“Cinema’s characteristic forte is its ability to capture and communicate the intimacies of the human mind”, said Satyajit Ray.
As the second leg of the Ray season continued at BFI, many of us went in with a familiar excitement for a special Ray favourite, Days and Night in the Forest (Aranyer Din Ratri, 1970).
The evening was made more special with actor Sharmila Tagore introducing the film and remembering her mentor. Ray had cast her at the age of 13 in 'Apur Sansar', she remembered. One of his assistants had spotted her outside her school and then followed her home. When the phone rang, it was Ray wanting permission from her father to cast her.
“Although working in films was not considered a good thing then, my father who had seen Ray’s films and heard about him, agreed to let me work. But my school did not.
The principal thought I would be a bad influence on my class friends and so I had to leave the school and join Loreto Convent, move from a Bengali medium to an English medium school which was quite traumatizing", recalled Sharmila.
“In the first shot in Apur Sansar, I had to open a door, cross the threshold and enter into Apu’s terrace room. For me it was literally walking into a new world and I was heavily directed.”
The actress was then cast in Devi, her favourite Ray film, a dark psychological drama in which she plays a young bride in a feudal family who is worshipped as a goddess.
The film was Ray’s overt comment on religious extremism and he faced a lot of criticism at the time. Although not a box office success the film is frighteningly relevant whenever religion threatens to obscure reason.
Sharmila discovered while working with Ray that acting was what she liked most. Ray would schedule the production during the summer holidays so she had no further problems in school.
Sharmila recalled appalling conditions in Calcutta studios, with load shedding ( cuts in electricity), no air conditioning, studio floors with potholes – all of which convinced Ray to work in real locations.
Also, he started taking on more work himself, handling camera, set design, costume, music - all of which must have added to the stress and caused his heart condition, explained Sharmila.
"He would sit beside his camera and chew on a handkerchief watching intensely while the shot was being prepared.”
Sharmila and her co-star Soumitra Chatterjee continued to be part of Ray’s favourite actors and they were next cast in 'Aranyer Din Ratri'.
By then Sharmila had established herself in Bombay and was shooting for Shakti Samanta’s 'Aradhana'. She recalls with humour how she dropped the Hindi film and went to Bengal to work with Ray for the month long schedule.
The iconic song “Mere Sapno Ke Rani” was about to be filmed with the toy train in Darjeeling.

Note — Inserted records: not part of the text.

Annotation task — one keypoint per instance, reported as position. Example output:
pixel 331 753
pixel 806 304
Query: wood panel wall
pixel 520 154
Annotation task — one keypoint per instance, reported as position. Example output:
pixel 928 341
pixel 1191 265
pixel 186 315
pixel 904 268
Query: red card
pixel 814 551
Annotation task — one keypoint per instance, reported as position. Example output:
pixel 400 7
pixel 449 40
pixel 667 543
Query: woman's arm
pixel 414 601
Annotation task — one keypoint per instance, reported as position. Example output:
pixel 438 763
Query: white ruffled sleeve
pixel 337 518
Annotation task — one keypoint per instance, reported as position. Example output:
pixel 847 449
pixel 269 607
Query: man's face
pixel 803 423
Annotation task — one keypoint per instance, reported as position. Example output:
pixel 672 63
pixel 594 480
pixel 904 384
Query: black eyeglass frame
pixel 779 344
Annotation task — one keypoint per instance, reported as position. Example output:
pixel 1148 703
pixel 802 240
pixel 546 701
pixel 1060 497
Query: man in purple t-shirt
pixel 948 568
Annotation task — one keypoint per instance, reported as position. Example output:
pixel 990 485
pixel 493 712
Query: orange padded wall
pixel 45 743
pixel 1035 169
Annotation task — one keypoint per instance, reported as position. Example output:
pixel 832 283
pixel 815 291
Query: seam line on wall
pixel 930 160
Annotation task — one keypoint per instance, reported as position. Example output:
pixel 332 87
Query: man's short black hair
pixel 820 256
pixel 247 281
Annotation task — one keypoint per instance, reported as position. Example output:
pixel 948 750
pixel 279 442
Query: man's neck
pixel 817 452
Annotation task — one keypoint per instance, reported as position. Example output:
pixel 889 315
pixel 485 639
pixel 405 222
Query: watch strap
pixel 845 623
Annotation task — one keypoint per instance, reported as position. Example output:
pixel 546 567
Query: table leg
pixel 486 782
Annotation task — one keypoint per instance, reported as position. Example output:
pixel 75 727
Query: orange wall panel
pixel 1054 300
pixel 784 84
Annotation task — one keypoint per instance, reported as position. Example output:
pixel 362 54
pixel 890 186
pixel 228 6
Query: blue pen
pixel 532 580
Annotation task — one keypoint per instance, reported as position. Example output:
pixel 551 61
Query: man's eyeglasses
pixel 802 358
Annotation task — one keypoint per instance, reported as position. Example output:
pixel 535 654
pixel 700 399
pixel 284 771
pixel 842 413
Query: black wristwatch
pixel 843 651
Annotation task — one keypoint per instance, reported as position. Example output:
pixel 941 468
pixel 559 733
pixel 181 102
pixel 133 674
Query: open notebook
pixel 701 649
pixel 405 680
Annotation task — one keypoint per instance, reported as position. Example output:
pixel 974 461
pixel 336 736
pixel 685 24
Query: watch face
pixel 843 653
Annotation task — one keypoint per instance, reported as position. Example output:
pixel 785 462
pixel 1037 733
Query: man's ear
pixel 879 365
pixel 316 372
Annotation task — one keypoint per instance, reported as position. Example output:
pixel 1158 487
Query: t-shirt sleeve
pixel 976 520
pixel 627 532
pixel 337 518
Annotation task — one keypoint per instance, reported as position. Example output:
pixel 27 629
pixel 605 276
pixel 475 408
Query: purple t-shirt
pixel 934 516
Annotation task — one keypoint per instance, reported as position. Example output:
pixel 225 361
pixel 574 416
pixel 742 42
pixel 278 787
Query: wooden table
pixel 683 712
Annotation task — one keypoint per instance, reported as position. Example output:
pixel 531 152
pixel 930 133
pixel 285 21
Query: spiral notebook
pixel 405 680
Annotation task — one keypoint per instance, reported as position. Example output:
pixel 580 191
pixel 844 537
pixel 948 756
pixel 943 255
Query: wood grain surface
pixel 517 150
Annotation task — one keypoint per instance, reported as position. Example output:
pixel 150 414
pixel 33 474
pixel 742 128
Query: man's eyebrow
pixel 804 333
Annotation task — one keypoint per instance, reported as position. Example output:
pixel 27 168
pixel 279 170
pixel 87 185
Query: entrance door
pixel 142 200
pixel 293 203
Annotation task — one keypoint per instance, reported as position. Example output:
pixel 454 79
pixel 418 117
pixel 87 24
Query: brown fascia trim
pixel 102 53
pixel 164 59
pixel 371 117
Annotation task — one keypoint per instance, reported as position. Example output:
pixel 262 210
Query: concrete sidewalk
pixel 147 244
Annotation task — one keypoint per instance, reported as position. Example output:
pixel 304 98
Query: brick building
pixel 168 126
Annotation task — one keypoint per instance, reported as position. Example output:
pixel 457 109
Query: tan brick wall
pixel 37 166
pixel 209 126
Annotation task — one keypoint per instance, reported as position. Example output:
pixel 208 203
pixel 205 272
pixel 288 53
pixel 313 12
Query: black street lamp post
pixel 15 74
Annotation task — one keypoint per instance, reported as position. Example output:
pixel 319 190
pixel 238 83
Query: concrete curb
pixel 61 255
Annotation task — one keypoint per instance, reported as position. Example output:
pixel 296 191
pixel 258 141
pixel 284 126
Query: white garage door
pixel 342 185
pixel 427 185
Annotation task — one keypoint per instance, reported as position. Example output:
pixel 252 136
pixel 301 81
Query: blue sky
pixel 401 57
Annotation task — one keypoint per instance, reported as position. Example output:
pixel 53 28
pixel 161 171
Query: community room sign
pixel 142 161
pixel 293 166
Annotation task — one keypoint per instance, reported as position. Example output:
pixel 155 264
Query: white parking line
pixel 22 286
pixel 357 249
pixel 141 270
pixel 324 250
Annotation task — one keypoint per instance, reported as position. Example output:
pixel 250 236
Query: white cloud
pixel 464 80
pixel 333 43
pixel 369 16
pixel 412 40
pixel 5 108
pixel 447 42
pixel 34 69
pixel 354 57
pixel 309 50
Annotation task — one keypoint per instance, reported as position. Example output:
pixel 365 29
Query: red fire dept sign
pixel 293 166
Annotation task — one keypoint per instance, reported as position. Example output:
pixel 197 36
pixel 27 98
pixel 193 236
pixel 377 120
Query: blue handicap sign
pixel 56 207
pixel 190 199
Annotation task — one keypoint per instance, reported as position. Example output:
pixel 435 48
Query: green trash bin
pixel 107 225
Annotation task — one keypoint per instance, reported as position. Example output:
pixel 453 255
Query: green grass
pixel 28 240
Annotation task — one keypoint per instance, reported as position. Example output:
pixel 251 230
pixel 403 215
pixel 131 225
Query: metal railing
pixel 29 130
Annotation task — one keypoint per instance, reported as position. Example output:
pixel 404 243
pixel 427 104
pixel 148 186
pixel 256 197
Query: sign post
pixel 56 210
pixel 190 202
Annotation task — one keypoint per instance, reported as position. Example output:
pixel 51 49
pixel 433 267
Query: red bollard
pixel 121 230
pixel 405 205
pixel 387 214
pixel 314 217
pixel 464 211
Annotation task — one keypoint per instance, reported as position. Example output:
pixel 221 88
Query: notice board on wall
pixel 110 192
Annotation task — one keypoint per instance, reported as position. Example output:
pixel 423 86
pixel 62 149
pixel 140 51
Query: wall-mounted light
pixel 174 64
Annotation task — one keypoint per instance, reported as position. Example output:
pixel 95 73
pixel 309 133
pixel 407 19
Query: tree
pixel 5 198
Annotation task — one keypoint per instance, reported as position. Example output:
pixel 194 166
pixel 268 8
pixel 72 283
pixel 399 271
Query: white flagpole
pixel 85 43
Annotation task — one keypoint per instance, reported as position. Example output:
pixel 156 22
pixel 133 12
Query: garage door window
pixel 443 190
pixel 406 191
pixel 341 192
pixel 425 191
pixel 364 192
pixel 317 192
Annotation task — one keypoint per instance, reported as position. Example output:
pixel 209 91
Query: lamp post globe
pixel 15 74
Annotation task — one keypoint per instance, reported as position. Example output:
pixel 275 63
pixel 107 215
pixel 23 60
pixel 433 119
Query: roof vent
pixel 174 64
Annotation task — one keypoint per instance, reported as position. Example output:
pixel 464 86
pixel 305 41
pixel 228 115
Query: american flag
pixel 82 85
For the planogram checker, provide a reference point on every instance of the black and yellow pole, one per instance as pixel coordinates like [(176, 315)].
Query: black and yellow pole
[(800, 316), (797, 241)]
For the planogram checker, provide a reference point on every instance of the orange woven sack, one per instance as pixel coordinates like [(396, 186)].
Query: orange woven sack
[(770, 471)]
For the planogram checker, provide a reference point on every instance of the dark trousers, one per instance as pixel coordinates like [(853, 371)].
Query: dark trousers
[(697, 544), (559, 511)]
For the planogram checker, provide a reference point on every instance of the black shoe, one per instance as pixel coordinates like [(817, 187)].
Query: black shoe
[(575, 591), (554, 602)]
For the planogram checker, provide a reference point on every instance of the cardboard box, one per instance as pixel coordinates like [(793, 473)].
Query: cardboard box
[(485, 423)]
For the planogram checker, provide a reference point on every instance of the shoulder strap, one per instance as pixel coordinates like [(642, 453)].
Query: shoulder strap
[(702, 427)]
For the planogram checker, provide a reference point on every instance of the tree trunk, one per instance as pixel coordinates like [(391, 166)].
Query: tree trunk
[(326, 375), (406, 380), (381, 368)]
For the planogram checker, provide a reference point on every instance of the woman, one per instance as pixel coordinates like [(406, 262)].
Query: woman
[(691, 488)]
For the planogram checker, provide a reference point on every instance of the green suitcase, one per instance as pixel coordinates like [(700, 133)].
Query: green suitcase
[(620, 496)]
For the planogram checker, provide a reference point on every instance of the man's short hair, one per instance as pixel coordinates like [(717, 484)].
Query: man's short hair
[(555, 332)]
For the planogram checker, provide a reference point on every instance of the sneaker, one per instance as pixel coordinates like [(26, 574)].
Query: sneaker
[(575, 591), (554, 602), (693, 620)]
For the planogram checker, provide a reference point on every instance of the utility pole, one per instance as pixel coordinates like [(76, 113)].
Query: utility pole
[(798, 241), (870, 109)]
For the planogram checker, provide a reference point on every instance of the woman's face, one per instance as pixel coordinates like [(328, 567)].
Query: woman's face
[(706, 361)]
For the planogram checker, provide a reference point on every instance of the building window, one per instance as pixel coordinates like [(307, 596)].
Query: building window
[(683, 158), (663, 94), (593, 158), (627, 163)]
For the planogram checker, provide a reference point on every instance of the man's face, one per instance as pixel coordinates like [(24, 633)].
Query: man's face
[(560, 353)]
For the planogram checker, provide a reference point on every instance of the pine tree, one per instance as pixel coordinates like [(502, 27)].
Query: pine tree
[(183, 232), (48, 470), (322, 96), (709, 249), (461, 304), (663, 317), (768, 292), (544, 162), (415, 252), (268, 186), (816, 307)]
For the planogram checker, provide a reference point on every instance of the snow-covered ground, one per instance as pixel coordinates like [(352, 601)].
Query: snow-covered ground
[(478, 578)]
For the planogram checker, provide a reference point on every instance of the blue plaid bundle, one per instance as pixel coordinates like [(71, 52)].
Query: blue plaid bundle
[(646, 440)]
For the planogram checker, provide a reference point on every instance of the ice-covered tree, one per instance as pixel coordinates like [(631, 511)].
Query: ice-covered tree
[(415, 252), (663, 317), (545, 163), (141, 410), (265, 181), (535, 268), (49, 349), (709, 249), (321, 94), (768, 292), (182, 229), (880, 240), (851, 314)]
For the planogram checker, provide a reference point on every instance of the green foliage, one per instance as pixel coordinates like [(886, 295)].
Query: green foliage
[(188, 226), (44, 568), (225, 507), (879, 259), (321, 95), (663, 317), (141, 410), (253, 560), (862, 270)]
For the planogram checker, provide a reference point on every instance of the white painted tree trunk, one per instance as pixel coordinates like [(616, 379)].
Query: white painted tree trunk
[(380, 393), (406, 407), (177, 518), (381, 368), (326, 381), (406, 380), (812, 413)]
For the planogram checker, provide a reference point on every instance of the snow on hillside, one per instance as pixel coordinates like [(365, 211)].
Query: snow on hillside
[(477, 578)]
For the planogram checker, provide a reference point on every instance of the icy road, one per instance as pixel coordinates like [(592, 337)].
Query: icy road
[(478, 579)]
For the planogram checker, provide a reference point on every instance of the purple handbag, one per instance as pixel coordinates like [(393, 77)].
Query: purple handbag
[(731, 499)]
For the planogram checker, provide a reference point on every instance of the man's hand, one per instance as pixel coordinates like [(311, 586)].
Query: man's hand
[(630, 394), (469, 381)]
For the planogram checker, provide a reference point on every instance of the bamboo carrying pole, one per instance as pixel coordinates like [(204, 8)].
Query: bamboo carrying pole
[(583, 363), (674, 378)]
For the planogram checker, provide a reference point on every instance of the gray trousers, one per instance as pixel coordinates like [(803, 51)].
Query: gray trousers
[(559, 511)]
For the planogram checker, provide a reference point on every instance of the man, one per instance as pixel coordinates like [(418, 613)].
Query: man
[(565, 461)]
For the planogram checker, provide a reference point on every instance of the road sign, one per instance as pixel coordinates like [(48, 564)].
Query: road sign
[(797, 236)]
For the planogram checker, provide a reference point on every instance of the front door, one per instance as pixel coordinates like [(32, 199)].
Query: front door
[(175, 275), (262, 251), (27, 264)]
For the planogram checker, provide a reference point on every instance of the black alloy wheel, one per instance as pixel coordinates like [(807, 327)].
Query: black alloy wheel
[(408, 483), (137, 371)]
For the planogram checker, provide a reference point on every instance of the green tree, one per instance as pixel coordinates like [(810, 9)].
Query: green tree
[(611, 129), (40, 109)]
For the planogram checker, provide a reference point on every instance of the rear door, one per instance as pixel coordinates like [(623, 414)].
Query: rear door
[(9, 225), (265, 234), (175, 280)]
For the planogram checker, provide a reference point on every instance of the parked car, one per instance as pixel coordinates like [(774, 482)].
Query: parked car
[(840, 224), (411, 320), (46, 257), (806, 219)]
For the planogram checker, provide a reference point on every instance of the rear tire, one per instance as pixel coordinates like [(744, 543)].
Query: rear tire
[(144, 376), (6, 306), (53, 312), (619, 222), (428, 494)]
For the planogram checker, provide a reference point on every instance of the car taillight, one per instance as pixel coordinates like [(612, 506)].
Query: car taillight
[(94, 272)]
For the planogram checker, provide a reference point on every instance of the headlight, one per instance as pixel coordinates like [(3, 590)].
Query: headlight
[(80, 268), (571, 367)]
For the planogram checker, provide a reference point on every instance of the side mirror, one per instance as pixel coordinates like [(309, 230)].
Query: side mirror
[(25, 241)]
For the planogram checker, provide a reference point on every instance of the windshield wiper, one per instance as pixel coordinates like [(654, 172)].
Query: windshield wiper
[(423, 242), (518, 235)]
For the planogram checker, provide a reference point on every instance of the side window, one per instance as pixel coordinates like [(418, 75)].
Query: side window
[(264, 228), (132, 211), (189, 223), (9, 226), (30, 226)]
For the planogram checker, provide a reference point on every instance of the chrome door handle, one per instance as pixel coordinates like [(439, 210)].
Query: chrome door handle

With Sharmila absconding, Samanta had to shoot the section with Rajesh Khanna separately and then film her part later at Filmistan Studios.
'Aradhana' of course, went on to be a phenomenal success and all was forgiven. To Sharmila goes the unique credit of inhabiting both worlds.
She reigned as Bollywood queen for two decades whilst continued to work in Bengali cinema and Ray. The roles of intelligent, urban women who morally questioned the protagonist’s world repeatedly went to her in the city films (Days and Nights, Company Limited, The Hero).
A film based on Shankar’s novel finds Ray at his most ironic and observant.
Having turned to the contemporary city of Calcutta, in which Ray lived and worked with 'Mahanagar' (The Big City) – the auteur continued with a city trilogy examining urban life, youth and swiftly changing values.
'Days and Nights' offers a critical portrayal of four young friends who travel from Calcutta to the forests for a week end. They treat the villagers with contempt and assume a naturally superior stance to the tribals.
Bribing the caretaker in the forest guest house, paying Santhal women to clean their rooms, flirting with the Tripathi girls, the fault lines and hierarchies between the friends also get exposed. The haughtiest Ashim, (Soumitra) who sports a car and an accent, is constantly put in place by the bright, introvert Aparna ( Sharmila).
The film raises pertinent questions about sexuality – the available Santhal girl (Simi Garewal) and the suddenly desirous widow Jaya (Kaberi Bose).
Some scenes are classic cinema moments now, the long memory game played by the friends till at last Aparna bows out allowing Ashim to win.
The fair scene in which several events happen and in the lingering sunset (as the light naturally drops) Aparna tells Ashim about her Mother’s death and her loneliness.
A comedy of manners with its share of laughs, a memorable, mellow ending, the film has always been popular with a Western audience.
The spontaneous audience response on the evening of its screening at the British Film Institute proved once again that a film made forty three years ago still held compassionate truth that touched and moved.